Hello,
We’re currently running a hybrid monitoring environment using Icinga and SCOM, where Icinga is monitoring all Unix- and networkdevices and Operations Manager watches over all Windows based devices and applications.
However, due to the fact, that SCOM is a bit too bloated for our needs, we want to switch to full Icinga monitoring, using a combination of the Icinga2 Agent with the powershell-framework and -plugins.
We’re not using Director. The Framework and Plugins are v1.4.0.
Following the documentation we can now invoke checks through the agent and getting a decent output.
But one thing is keeping us from rolling this out on a big scale.
Take our network interface check as a reference:
& ‘C:\Windows\System32\WindowsPowerShell\v1.0\powershell.exe’ -ExecutionPolicy ‘ByPass’ -C { Use-Icinga; $counterset = get-counter -ListSet ‘network interface’ | Select-Object -ExpandProperty pathswithinstances | where {$_ -inotmatch ‘isatap’}; Invoke-IcingaCheckPerfcounter -PerfCounter $counterset -Warning $null -Critical $null -Verbose ‘0’}
This check is run every 60 seconds and gives us coherent results.
However, every time it is run, it also creates a new powershell instance which, natively, takes a lot of time to start up. This means, that this check takes between 8 to 12 seconds in execution time, resulting in about 20-25% CPU in that timeframe. I discovered, that the CPU load isn’t bound to the complexity of the check. A simple Invoke-IcingaCheckCPU may only take 1 second to run, but it also takes the full 25% CPU.
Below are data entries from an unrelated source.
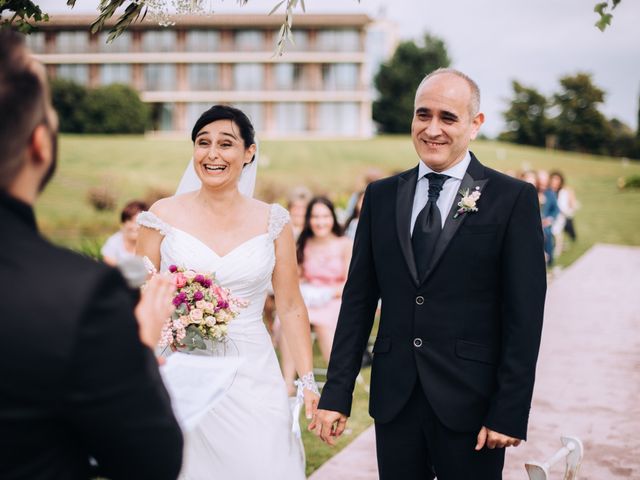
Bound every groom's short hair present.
[0,28,50,191]
[416,68,480,118]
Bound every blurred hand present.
[308,409,347,446]
[302,388,320,420]
[134,274,176,349]
[476,427,522,450]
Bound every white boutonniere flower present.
[453,187,480,218]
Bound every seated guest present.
[100,200,149,267]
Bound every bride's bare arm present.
[272,224,317,418]
[136,226,163,271]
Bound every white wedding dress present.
[138,204,305,480]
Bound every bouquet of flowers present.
[158,265,248,351]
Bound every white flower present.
[453,187,480,218]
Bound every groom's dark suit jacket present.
[320,154,546,439]
[0,192,182,480]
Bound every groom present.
[310,69,546,480]
[0,29,182,480]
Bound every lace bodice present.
[137,204,289,328]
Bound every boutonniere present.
[453,187,480,218]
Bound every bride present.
[137,105,318,480]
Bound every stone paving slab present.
[310,245,640,480]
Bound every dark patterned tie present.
[411,172,449,280]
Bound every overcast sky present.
[37,0,640,136]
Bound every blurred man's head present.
[0,29,58,203]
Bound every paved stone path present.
[310,245,640,480]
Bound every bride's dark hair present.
[191,105,256,160]
[296,197,342,265]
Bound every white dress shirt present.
[409,150,471,234]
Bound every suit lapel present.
[420,153,489,284]
[396,167,419,286]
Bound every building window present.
[100,63,131,85]
[275,102,308,135]
[233,102,264,131]
[273,63,306,90]
[186,30,220,52]
[56,32,89,53]
[233,63,264,90]
[188,63,220,90]
[318,102,360,136]
[142,30,177,53]
[98,32,133,53]
[235,30,265,52]
[316,29,361,52]
[56,64,89,86]
[186,102,212,134]
[273,26,309,52]
[144,63,176,91]
[151,103,175,132]
[322,63,358,90]
[25,32,46,53]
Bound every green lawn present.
[37,135,640,474]
[38,135,640,265]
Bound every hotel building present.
[28,14,380,138]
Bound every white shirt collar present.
[418,150,471,181]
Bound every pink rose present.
[211,285,229,303]
[189,308,202,323]
[174,273,187,288]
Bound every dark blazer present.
[0,193,182,480]
[320,154,546,439]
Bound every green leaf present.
[269,0,285,15]
[593,2,607,16]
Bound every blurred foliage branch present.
[0,0,360,55]
[593,0,622,32]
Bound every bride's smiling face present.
[193,120,256,187]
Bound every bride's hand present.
[303,388,320,420]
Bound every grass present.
[37,135,640,474]
[37,135,640,265]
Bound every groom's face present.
[411,73,484,172]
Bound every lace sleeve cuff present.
[136,212,171,235]
[269,203,290,240]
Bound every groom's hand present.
[309,409,347,446]
[476,427,521,450]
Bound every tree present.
[498,80,549,147]
[553,73,611,153]
[0,0,360,55]
[84,84,149,133]
[51,79,150,133]
[373,34,451,133]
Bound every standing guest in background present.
[280,197,353,394]
[100,200,149,267]
[0,29,182,480]
[537,170,560,267]
[344,190,364,240]
[287,187,312,240]
[549,170,578,257]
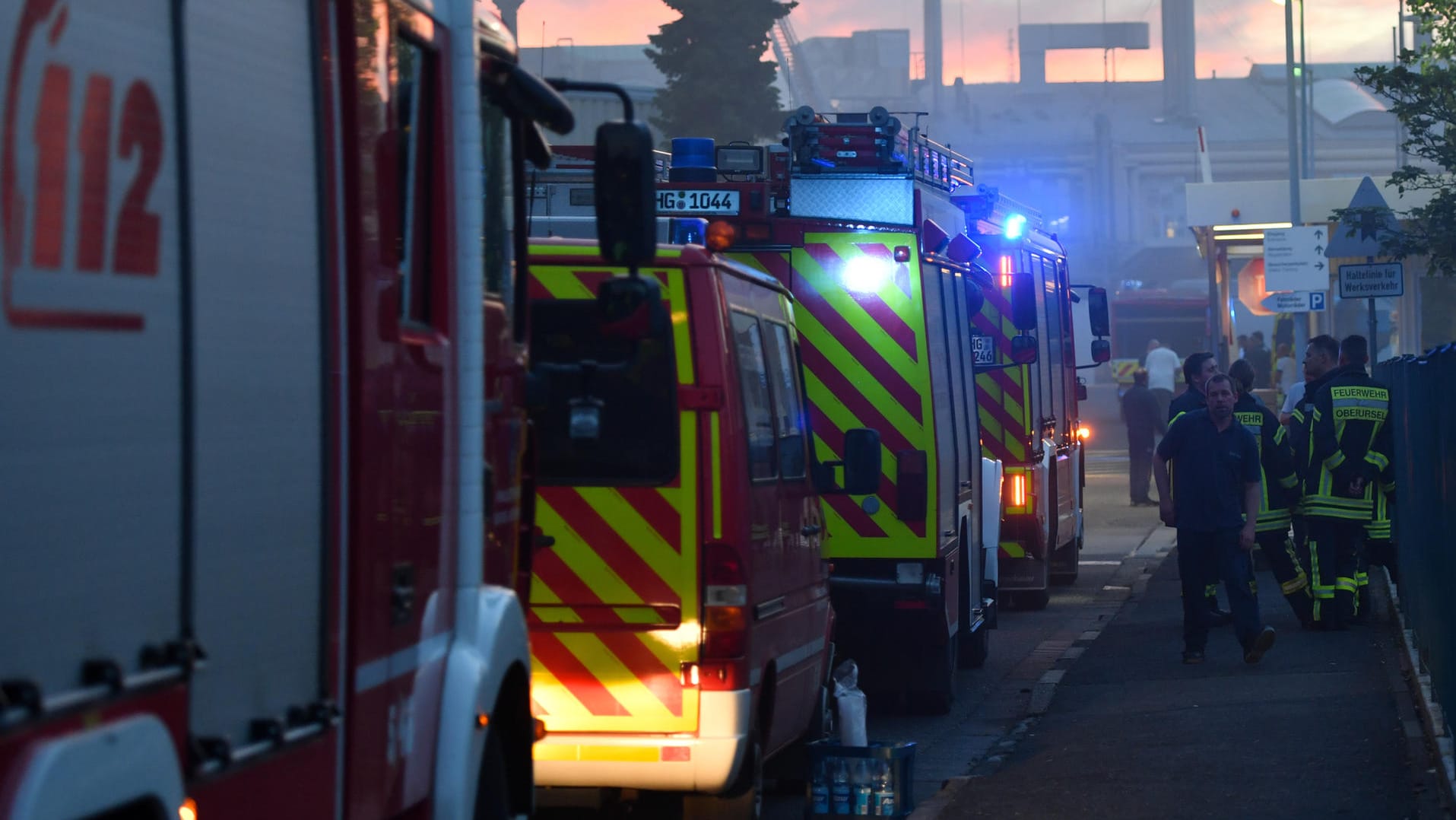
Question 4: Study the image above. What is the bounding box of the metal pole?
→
[1299,0,1315,180]
[1284,0,1305,226]
[1366,256,1380,349]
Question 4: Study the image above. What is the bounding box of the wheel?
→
[982,581,1001,629]
[474,731,511,820]
[961,624,991,669]
[683,736,763,820]
[906,640,961,715]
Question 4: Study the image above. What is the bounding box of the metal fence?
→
[1375,342,1456,717]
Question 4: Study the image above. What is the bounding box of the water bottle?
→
[853,760,874,817]
[829,758,850,814]
[875,760,899,817]
[810,760,829,814]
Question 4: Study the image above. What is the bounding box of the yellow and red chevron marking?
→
[971,284,1031,465]
[734,231,936,558]
[528,265,702,734]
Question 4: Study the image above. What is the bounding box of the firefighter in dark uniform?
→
[1168,352,1233,626]
[1229,358,1313,628]
[1303,336,1392,629]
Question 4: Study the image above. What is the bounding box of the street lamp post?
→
[1276,0,1305,227]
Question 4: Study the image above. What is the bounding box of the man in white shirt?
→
[1143,339,1182,418]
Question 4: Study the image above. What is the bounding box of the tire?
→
[683,736,763,820]
[961,624,991,669]
[906,640,961,715]
[474,731,512,820]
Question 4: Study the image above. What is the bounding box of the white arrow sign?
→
[1259,290,1329,313]
[1264,227,1329,290]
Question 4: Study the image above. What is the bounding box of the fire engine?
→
[528,240,880,815]
[0,0,646,820]
[955,186,1109,609]
[626,108,1025,712]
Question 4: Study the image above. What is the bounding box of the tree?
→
[646,0,798,141]
[1335,0,1456,275]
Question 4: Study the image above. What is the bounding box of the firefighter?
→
[1303,335,1392,631]
[1229,358,1313,629]
[1287,335,1340,597]
[1153,374,1274,663]
[1168,351,1233,626]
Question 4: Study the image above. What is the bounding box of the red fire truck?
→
[955,186,1108,609]
[0,0,643,820]
[620,108,1019,712]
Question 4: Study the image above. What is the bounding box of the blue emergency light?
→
[667,217,708,245]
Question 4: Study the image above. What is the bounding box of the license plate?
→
[971,333,996,364]
[657,191,738,214]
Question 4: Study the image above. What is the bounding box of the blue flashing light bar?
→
[1002,214,1026,239]
[667,217,708,245]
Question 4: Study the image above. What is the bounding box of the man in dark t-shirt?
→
[1153,373,1274,663]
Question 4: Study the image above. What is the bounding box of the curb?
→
[910,529,1169,820]
[1376,567,1456,806]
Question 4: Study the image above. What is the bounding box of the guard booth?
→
[1185,178,1439,367]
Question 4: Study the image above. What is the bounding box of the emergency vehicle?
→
[608,108,1019,712]
[0,0,643,820]
[528,240,880,815]
[953,186,1109,609]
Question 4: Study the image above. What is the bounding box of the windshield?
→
[530,299,678,487]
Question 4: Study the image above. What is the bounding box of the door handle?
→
[389,564,415,625]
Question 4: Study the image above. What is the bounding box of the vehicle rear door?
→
[528,263,699,736]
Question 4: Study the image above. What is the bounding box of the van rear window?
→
[530,300,678,487]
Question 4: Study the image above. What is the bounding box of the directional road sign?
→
[1264,227,1329,290]
[1259,290,1329,313]
[1340,262,1405,299]
[1325,176,1400,259]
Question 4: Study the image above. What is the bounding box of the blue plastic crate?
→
[804,740,915,817]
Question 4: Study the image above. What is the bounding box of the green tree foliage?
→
[646,0,798,141]
[1335,0,1456,275]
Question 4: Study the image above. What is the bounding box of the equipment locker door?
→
[339,0,451,817]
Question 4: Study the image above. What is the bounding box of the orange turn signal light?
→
[706,220,738,253]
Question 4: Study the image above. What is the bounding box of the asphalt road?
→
[764,450,1172,820]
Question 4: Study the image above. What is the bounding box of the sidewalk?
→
[941,542,1446,820]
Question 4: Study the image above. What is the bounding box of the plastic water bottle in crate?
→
[804,740,915,817]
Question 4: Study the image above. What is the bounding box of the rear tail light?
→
[697,543,748,689]
[1002,472,1036,516]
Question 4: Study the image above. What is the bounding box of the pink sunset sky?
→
[506,0,1396,83]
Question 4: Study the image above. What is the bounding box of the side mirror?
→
[1010,274,1036,331]
[592,122,657,268]
[814,427,881,495]
[1010,333,1036,364]
[845,427,880,495]
[1088,287,1112,338]
[597,277,670,341]
[966,277,985,319]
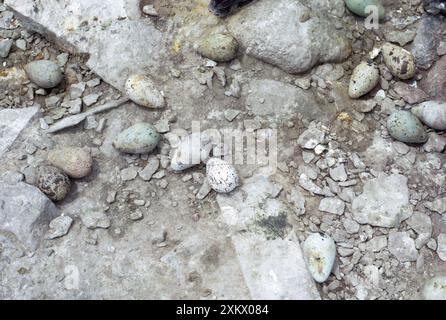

We now have the phenomenon that sometimes some checks are overlapping, so that e.g. our Exchange 2016 Server sits there with 80% CPU load most of the time, where 50-75% of is powershell.
Disabling the Icinga service results in absence of these processes.
I now wonder:
Is there some kind of best practice I am missing or am I doing it entirely wrong?
When the command mentioned above is run multiple times in a single Powershell session, the runtime can be reduced from 8 to 12 sec to around 2.
Can I manipulate the behaviour of the agent in a way, that it keeps one powershell session an executes its checks through that single session?
We really want to fully migrate into the Icinga universe but blocking our resources with 5 or so checks is not really formidable.
Thank you for your help!